Voilà plus d’un an, les deux commissaires de l’exposition, Marie-Sarah Seeberger et Johana Mechaly, sont parties avec Luigi Toscano et un vidéaste, Paul Götz, à la rencontre de ces quarante-deux rescapés français à Paris, Lille, Lyon, Marseille ou Bordeaux. Un QR code sous chaque photographie permet d’accéder, avec un téléphone mobile, à leur témoignage, également consultable sur le site Lestweforget.crif.org. « Trop moderne pour moi ! », sourit Claude Bloch, 93 ans, qui surfe pourtant sur Internet et répond illico à ses mails.
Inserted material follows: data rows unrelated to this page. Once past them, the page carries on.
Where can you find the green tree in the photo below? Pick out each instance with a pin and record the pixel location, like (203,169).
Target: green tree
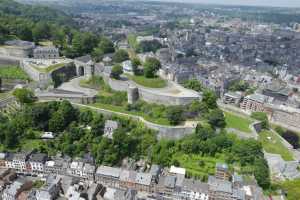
(216,118)
(85,117)
(210,99)
(262,117)
(120,56)
(193,84)
(151,66)
(24,95)
(135,64)
(174,114)
(116,71)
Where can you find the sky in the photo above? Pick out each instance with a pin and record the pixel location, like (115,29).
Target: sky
(279,3)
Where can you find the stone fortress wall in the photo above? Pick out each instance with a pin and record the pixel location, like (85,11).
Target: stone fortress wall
(148,95)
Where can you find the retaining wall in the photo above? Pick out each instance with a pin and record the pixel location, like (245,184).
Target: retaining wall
(169,132)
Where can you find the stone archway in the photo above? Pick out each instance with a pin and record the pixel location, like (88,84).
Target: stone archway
(81,71)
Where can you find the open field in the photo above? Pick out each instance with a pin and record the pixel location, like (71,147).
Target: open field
(272,144)
(292,188)
(148,82)
(237,122)
(13,72)
(198,166)
(161,121)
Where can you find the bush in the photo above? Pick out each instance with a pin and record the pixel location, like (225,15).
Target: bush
(261,116)
(116,71)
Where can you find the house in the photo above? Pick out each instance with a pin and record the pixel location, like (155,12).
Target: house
(50,190)
(232,98)
(49,52)
(17,161)
(3,160)
(109,128)
(89,171)
(15,189)
(57,166)
(76,168)
(108,176)
(254,103)
(222,171)
(127,66)
(17,48)
(37,162)
(143,182)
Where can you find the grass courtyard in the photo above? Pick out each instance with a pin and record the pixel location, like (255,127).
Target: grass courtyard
(237,122)
(198,166)
(292,188)
(272,144)
(156,82)
(13,72)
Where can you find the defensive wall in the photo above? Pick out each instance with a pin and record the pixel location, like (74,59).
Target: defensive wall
(169,132)
(149,95)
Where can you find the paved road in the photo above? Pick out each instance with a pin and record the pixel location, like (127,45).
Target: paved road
(74,86)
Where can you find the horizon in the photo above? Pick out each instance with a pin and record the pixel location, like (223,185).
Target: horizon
(260,3)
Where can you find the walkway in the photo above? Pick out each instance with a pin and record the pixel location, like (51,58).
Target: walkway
(74,86)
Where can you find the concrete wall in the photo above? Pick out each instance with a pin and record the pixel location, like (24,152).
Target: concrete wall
(169,132)
(147,95)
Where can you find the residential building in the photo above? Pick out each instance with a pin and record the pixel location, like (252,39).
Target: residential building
(108,176)
(15,189)
(222,171)
(37,162)
(254,103)
(232,98)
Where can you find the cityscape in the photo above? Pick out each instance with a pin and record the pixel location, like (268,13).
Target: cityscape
(149,100)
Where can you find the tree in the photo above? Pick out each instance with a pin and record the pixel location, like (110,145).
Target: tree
(135,64)
(24,95)
(216,118)
(106,45)
(116,71)
(175,115)
(210,98)
(120,56)
(262,117)
(151,66)
(193,84)
(85,117)
(261,173)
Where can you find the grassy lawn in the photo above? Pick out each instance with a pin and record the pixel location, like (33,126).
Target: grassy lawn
(272,144)
(237,122)
(50,68)
(29,145)
(198,166)
(292,188)
(148,82)
(161,121)
(13,72)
Depuis la mort récente d’une survivante de 101 ans, il est le seul rescapé lyonnais d’Auschwitz, le dernier qui témoigne dans les écoles.

En novembre 1943, il a 15 ans et vit avec sa mère et ses grands-parents. Eliette a travaillé un an à la préfecture de Lyon avant d’en être exclue en raison des lois anti-juives. Mais elle a pu procurer à son fils une carte d’identité sans le tampon « juif ». Sur ce document, à l’époque manuscrit, son grand-père a changé d’une plume habile le nom de Bloch en Blachet. Mais, chaque jour, dans le bus bondé qui le ramène dans la banlieue lyonnaise, Claude tremble à chaque contrôle de police. Dans son cartable, à ses pieds, tous ses cahiers et ses livres portent le nom de Bloch. Le 29 juillet 1944, il est en train de bricoler son vélo avant de partir dans la Drôme, quand il est arrêté avec sa mère et son grand-père. Un des hommes pose son revolver sur la table. C’est Paul Touvier, le chef de la milice lyonnaise, qui a orchestré ces rafles en représailles à l’assassinat du collaborationniste Philippe Henriot, la veille, par la Résistance.